How voice actors are fighting to change an industry that renders them invisible

Actors from The Simpsons, Central Park, and Big Mouth have left their parts amid conversations around whitewashing in voice acting. | Fox/Apple/Netflix; remixed by Aja Romano for Vox

“People think I’m a white guy on the internet.” From Big Mouth to Apu, animation reckons with racism in voice acting.

In the wake of nationwide protests against police brutality, calls for change have reached far into the corners of pop culture, from old comedy shows removing blackface episodes to an infamously named football team finally ditching its racist moniker to surprising upheavals within the TV voice acting industry. Several white voice actors from popular TV shows, who were originally cast to play characters of color, have stepped away from their roles in order to encourage the show’s producers to recast them authentically. In doing so, they’ve acknowledged the longstanding problem of whitewashing in the voice acting industry, and the detrimental effect it’s had on actors of color and the quest for meaningful representation in Hollywood.

The trend arguably ignited in late June, when actor Jenny Slate decided to step away from her role as a biracial character on the popular Netflix animated comedy Big Mouth. Slate’s decision — inspired by the racial tensions provoked by the police killing of George Floyd nearly a month before — opened the floodgates. In the intervening weeks, a wave of similar decisions by white actors like Kristen Bell and production teams like The Simpsons to recast their characters of color made headlines.

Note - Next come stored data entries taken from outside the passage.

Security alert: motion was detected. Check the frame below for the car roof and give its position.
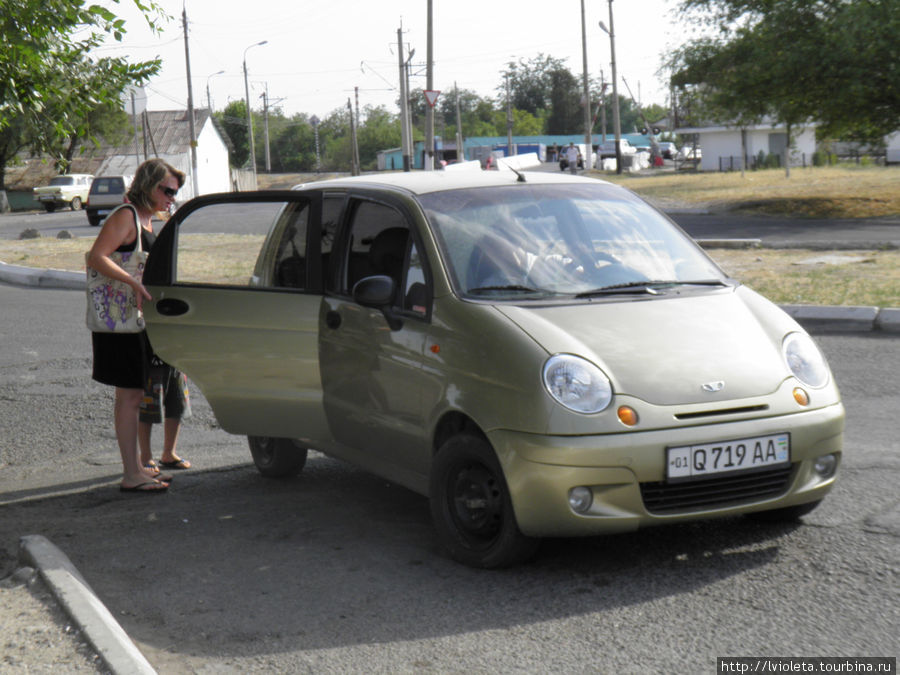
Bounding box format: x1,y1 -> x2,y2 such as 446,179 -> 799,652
294,170 -> 605,195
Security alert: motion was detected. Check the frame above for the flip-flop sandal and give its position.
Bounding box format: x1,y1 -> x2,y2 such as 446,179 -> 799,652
159,457 -> 191,471
119,480 -> 169,494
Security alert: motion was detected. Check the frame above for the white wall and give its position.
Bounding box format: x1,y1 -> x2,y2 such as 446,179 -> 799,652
698,127 -> 816,171
196,119 -> 232,195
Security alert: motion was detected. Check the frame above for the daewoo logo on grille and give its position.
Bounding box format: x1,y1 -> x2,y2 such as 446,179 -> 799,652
700,380 -> 725,393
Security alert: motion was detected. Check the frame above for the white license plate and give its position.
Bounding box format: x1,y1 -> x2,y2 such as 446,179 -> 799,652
666,433 -> 791,480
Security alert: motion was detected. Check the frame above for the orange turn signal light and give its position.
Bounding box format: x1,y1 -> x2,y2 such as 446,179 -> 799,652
794,387 -> 809,407
616,405 -> 637,427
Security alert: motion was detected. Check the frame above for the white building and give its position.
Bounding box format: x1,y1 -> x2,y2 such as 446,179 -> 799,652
94,109 -> 234,203
675,123 -> 816,171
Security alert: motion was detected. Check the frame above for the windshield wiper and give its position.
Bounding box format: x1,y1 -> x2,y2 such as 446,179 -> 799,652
469,284 -> 545,293
575,279 -> 728,298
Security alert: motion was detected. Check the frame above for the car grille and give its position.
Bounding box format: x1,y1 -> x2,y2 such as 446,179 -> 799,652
641,466 -> 793,514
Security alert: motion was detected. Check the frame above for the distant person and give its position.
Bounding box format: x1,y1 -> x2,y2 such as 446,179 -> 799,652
138,354 -> 191,479
87,158 -> 185,493
566,143 -> 578,173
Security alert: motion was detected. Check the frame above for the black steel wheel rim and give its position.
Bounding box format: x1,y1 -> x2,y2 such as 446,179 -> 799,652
448,462 -> 503,547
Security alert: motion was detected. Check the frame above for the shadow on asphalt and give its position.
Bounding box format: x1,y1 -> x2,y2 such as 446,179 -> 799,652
0,453 -> 794,659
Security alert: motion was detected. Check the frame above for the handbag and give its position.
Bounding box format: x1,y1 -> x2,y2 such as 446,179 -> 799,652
85,204 -> 147,333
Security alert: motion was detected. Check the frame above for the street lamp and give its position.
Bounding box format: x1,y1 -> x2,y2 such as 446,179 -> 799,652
581,0 -> 594,169
206,70 -> 225,115
600,0 -> 622,173
244,40 -> 269,189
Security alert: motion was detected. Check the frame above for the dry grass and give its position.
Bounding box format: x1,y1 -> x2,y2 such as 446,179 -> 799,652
0,235 -> 900,307
709,249 -> 900,307
595,166 -> 900,218
0,166 -> 900,307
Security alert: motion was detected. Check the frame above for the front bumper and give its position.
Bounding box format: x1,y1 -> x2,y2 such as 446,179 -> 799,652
488,404 -> 844,537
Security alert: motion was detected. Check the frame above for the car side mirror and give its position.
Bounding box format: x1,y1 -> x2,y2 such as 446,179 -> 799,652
351,274 -> 403,330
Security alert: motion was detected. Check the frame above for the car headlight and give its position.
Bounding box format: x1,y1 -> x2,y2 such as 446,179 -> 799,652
781,333 -> 830,389
544,354 -> 612,413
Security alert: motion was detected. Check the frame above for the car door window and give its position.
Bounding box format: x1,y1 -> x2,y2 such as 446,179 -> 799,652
272,203 -> 310,289
403,242 -> 429,317
175,201 -> 286,286
338,201 -> 409,295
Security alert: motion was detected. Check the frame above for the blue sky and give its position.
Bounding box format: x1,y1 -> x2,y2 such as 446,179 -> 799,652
95,0 -> 687,117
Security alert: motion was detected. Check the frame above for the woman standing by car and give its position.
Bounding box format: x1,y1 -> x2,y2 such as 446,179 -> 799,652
87,158 -> 185,492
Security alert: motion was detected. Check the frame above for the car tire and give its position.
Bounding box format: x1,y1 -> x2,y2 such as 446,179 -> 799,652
247,436 -> 307,478
747,499 -> 822,523
429,434 -> 540,569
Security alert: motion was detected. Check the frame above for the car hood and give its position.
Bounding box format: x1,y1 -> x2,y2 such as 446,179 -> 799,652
496,287 -> 798,405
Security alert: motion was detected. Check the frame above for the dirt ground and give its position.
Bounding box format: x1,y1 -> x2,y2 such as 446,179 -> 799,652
0,568 -> 105,673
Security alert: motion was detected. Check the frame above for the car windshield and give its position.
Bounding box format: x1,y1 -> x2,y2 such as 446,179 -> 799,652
420,182 -> 727,301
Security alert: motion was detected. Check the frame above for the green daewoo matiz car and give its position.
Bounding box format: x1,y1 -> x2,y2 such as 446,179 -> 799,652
144,165 -> 844,567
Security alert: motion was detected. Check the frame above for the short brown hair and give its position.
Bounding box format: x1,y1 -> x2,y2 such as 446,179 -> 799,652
127,157 -> 184,211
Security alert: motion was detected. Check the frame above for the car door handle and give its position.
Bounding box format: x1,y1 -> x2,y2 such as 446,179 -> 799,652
156,298 -> 190,316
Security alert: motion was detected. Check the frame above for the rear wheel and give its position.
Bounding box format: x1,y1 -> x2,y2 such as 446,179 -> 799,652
747,499 -> 822,523
430,434 -> 540,568
247,436 -> 307,478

With them have come questions about whether the trend of race-conscious recasting should extend to include any role, whom it impacts, and whether it’s anything more than a cosmetic change in the long term. But then there’s the biggest question of all: How does the animation industry give Black, Indigenous, and other actors of color a better shot at landing diverse roles when those roles barely exist to begin with?

White actors have been walking away from roles they now say were miscast all along

Creators in the animation industry have hand-waved away any problematic implications of having white characters play nonwhite ones for years. From the minstrelsy-inspired Mickey Mouse to the Latin-accented Speedy Gonzales to characters of color on more modern shows like King of the Hill, Bob’s Burgers, and BoJack Horseman, white voice actors have been the de facto choice for decades, no matter the character.

“I was definitely aware that that was an issue and that was a problem. But if you look at animation, the precedence feels a little different,” BoJack Horseman creator Raphael Bob-Waksberg told IndieWire in 2018. One of the Netflix show’s major characters, Diane Nguyen, was voiced by the white actress Alison Brie. “Part of the issue is, when it comes to animation you convince yourself, anybody can play anything, so it doesn’t matter.”

Even as recently as this past January, Bob’s Burgers creator Loren Bouchard took a “what can you do?” approach, telling Variety that he “needed” to cast white actress Kristen Bell as a biracial character on his upcoming Apple TV+ cartoon Central Park. “Kristen needed to be Molly; we couldn’t not make her Molly,” he said. “But then we couldn’t make Molly white and we couldn’t make Kristen mixed race, so we just had to go forward.”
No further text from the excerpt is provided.